EDDs, PEDDs and SSDs must all pass the military’s explosive detection dog test with 95 percent detection rate, with fewer than 10 percent false positives. They maintain this proficiency with at least four hours of explosive detection training each week. The dogs can find mortar shells, plastic explosives and detonation cords among the detritus common to Middle Eastern urban battlefields.
“The capability they [military working dogs] bring to the fight cannot be replicated by man or machine,” ex-CIA chief David Petraeus was quoted in The Commander’s Guide to Military Working Dogs. “By all measures of performance, their yield outperforms any asset we have in our inventory. Our Army would be remiss if we failed to invest more in this incredibly valuable resource.”
But despite consistently outperforming every technological solution designed to replace them, the Pentagon invested billions of dollars to augment the dogs’ work and, if possible, replace them.
Dog versus machine
Between 2004 and 2010, the Pentagon poured $17 billion into the Joint Improvised Explosive Device Defeat Organization, a.k.a. JIEDDO. The idea behind the agency was to develop sophisticated — and highly secretive — electronic systems and training programs to detect and disable IEDs.
That amount of money could have funded a whole army of dogs, but the military’s mutts were simply the sharp end of the counter-IED spear. Dogs require training, which costs a lot of money—around $10,000 a head—and they need frequent rest. On the other hand, a machine can operate around the clock with no distractions.
But there is nothing in the military’s arsenal that can beat the canine’s nose.
“Dogs are the best detectors,” JIEDDO chief Lt. Gen. Michael Oates said at a news conference in 2010. Oates had announced that the military was sending “hundreds of surveillance aircraft, bomb-detection robots, a battalion-size cadre of analysts and advanced data-mining software” to Afghanistan, but he also sang the praises of the dogs already operating in the field.

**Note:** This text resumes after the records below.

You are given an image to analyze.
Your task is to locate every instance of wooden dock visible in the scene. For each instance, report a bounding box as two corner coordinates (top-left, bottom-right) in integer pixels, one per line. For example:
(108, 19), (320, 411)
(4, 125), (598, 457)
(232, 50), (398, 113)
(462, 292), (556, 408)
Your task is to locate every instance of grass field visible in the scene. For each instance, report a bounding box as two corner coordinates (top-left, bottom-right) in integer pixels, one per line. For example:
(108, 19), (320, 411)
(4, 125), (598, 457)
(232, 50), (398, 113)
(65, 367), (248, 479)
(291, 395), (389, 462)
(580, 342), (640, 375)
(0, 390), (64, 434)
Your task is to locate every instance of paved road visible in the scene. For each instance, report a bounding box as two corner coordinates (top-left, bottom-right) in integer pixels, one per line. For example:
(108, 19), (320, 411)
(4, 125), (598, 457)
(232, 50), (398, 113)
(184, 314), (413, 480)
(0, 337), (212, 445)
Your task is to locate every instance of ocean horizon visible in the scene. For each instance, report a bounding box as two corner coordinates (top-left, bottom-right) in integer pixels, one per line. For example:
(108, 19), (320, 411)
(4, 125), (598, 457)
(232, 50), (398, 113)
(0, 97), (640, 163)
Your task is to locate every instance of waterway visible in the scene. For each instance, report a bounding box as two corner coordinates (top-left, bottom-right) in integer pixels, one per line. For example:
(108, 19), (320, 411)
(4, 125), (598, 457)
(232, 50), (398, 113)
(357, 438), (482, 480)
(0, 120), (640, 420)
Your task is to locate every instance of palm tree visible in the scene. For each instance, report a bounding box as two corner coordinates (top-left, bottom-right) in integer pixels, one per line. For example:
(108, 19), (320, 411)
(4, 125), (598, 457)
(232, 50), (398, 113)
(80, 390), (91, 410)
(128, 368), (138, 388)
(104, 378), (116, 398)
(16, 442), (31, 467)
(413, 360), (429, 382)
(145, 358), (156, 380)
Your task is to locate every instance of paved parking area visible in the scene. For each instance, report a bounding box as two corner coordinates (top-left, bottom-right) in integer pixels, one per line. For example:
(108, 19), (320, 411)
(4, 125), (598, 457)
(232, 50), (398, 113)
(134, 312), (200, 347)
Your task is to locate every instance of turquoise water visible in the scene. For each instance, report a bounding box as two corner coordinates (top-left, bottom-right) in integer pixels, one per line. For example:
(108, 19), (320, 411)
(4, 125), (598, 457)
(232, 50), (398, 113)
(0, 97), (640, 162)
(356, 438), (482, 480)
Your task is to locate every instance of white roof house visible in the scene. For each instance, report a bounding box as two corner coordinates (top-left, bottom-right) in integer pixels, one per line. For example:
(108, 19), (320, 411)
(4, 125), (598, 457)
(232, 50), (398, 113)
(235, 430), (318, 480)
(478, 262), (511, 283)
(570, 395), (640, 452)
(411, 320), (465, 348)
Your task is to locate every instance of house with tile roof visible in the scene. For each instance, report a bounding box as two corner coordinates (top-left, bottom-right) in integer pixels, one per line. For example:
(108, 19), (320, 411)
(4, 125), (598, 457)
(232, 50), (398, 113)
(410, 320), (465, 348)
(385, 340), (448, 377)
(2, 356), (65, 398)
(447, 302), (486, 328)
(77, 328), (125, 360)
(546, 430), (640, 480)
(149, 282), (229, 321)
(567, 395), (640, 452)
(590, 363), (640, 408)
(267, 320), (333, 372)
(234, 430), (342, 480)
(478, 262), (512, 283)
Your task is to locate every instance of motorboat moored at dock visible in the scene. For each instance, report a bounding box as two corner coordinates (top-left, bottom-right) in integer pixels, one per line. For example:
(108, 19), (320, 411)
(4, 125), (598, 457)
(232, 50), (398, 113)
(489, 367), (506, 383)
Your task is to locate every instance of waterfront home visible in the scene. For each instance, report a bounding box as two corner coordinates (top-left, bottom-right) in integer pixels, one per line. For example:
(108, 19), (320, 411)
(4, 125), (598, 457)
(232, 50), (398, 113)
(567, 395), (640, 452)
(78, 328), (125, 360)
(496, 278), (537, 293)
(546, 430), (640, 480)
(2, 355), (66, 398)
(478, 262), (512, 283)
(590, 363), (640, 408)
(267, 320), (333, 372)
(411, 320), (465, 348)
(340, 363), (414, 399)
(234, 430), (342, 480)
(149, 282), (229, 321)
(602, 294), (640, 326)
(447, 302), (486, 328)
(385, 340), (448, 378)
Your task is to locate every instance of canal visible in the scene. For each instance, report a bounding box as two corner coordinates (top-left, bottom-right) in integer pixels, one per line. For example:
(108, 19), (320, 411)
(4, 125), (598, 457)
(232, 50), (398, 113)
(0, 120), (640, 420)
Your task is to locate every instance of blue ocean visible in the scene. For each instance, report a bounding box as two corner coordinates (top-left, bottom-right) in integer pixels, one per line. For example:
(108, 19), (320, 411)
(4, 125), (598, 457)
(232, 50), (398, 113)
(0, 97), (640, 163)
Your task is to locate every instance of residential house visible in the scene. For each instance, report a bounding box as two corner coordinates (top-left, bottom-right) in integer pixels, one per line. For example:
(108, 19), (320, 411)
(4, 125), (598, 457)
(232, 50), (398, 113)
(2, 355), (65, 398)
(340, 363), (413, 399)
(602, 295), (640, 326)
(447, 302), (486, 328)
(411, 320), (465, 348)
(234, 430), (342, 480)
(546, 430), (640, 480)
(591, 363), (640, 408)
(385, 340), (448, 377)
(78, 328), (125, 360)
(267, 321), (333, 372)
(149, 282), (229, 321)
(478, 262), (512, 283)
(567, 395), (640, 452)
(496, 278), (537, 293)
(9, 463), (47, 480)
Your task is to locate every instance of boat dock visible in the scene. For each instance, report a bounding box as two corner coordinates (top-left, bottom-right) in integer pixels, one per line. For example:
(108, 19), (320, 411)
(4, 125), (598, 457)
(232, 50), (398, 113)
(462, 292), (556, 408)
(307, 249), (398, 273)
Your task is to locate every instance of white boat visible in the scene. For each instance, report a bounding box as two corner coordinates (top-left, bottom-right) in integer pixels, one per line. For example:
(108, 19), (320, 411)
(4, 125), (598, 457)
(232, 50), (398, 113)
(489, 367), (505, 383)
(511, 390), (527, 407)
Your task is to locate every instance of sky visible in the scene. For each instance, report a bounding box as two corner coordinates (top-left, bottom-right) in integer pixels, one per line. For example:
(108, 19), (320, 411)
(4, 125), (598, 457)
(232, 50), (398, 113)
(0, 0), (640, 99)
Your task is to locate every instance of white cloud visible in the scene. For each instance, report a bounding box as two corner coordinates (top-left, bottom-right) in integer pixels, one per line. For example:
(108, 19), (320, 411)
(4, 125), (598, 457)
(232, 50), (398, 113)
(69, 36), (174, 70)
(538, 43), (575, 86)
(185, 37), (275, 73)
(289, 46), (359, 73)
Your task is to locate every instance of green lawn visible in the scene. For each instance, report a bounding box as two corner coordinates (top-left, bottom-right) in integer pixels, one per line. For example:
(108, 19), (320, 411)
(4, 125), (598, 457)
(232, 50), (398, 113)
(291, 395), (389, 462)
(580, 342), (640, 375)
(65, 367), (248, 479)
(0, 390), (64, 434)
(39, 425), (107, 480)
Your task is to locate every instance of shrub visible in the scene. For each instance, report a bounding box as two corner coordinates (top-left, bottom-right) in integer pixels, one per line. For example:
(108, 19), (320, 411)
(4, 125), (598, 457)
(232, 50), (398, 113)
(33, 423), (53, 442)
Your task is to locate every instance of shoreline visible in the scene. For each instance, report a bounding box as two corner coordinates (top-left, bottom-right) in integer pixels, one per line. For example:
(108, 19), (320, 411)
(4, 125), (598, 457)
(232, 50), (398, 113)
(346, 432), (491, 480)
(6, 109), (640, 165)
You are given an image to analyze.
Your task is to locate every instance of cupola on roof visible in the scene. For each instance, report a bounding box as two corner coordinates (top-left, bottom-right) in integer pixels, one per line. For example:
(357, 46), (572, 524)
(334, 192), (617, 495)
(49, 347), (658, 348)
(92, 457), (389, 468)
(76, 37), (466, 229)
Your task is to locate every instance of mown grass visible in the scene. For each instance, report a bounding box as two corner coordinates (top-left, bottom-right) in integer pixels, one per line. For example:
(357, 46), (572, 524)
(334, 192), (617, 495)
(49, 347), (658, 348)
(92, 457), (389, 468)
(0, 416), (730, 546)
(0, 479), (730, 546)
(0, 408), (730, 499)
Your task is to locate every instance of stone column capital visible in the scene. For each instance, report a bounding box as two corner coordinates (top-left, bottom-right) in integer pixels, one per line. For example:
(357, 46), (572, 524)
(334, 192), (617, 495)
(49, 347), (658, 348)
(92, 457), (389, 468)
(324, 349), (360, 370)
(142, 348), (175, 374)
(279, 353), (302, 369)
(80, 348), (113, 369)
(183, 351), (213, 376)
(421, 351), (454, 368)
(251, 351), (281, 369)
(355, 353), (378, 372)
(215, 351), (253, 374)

“Since 2004 both in Iraq and Afghanistan the detection rate has hung stubbornly at around 50 percent,” Oates said. The addition of dogs to U.S. and Afghan patrols, however, increased that detection rate to 80 percent. “That combo presents the best detection system we currently have.”

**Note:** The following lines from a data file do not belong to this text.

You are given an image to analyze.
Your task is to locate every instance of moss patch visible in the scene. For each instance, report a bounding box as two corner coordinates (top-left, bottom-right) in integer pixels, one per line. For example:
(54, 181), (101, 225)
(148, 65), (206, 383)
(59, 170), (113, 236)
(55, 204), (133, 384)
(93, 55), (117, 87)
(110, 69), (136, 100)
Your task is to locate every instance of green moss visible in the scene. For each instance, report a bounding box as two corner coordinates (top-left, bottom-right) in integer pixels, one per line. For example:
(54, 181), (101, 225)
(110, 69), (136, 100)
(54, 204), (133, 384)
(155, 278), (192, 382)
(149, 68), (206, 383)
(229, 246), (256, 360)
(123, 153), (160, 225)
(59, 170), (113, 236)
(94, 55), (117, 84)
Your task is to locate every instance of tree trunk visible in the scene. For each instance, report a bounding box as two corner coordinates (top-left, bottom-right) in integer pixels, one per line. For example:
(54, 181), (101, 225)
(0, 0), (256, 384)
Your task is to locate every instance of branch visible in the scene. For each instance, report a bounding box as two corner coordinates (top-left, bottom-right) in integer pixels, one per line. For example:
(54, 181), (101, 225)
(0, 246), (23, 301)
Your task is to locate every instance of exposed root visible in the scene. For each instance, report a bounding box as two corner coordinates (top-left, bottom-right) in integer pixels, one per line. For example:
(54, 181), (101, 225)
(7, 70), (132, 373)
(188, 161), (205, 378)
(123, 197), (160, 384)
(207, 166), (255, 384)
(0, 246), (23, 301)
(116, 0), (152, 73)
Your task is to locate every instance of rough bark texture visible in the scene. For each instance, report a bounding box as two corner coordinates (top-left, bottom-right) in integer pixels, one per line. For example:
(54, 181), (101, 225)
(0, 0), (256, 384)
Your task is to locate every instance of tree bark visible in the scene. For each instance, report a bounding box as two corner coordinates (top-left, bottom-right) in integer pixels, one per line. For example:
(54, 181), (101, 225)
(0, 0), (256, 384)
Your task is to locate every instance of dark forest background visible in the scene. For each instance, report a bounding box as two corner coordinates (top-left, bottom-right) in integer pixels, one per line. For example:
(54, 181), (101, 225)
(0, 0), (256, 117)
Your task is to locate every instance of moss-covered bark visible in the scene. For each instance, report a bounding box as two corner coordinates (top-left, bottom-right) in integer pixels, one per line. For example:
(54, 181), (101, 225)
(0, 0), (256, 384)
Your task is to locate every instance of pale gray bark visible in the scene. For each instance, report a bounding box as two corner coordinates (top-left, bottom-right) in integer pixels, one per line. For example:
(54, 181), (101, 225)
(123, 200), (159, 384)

JIEDDO’s job was more supplementary. The organization provided troops with sensor packages for when dogs were tired or frightened to work. Handheld detectors allowed retreating troops to check the safety of their egress, jamming devices gave them a better chance at blocking remotely-triggered bombs, and better training boosted soldiers’ perception before deployment.
But insurgents in Iraq and Afghanistan found ways to counter JIEDDO’s hardware. By 2010, insurgents were using less metal in their bombs—to stunt the effectiveness of metal detectors, the primary handheld sensor available to troops on the ground.

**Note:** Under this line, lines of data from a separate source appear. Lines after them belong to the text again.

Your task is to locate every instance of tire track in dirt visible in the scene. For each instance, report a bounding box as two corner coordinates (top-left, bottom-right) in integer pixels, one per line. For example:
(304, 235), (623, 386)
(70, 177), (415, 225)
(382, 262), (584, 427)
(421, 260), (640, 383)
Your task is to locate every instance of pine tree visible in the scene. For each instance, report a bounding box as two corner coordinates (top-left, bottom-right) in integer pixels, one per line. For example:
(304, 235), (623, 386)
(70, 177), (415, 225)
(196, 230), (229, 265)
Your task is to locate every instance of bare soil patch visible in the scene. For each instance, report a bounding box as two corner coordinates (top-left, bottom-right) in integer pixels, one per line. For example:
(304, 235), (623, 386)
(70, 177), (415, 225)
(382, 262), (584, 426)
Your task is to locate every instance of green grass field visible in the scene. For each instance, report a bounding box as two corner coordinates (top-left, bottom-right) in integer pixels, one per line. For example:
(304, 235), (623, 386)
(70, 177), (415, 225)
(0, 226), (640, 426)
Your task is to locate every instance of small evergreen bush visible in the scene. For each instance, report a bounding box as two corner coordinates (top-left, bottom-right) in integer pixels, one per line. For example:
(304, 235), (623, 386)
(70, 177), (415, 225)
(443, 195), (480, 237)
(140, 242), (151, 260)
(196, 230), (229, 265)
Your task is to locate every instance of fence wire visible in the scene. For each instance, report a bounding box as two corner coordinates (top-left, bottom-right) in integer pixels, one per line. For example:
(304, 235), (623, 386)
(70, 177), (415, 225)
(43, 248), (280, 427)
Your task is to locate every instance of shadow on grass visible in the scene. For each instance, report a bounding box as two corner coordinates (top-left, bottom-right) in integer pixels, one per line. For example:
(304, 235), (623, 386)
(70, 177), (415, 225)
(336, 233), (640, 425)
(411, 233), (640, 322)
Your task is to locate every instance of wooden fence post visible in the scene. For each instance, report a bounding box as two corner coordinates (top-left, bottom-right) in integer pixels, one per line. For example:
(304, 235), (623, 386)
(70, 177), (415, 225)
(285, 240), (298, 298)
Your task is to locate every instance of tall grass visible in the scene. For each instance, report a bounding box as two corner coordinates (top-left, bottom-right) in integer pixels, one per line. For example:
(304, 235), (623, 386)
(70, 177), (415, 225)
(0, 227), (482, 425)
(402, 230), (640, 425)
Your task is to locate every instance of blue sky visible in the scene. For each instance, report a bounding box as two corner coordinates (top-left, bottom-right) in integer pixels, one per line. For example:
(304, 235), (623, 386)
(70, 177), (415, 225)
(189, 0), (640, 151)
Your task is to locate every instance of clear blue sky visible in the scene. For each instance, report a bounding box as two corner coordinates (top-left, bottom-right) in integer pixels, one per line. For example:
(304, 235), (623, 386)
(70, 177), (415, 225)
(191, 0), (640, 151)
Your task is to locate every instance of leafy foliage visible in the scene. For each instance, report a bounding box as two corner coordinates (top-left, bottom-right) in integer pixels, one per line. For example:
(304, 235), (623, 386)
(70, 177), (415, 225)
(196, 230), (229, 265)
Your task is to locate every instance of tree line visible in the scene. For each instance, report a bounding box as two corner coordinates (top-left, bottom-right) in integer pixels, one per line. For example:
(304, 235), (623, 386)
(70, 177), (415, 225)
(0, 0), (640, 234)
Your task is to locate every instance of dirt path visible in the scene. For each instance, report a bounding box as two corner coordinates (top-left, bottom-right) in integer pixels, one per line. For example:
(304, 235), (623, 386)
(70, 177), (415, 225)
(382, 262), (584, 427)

However, the supremacy of dogs just can’t be beaten. A dog’s nose is a thousand times more sensitive than yours or mine, and at least as effective as Fido—FLIR Systems’ military-funded bomb sensor and possibly the next best thing to man’s best friend. “I don’t think we’ll ever beat a dog, because our device doesn’t have a brain,” FLIR sales director Aimee Rose told Smithsonian magazine in 2013.
In any form of detection, whether in a laboratory or in the field, methodology is as important as the hardware. For a dog, tracking a scent is second nature, and its that innate odor-hunting behavior that saves lives. “What we do is more complementary to dogs,” Rose added.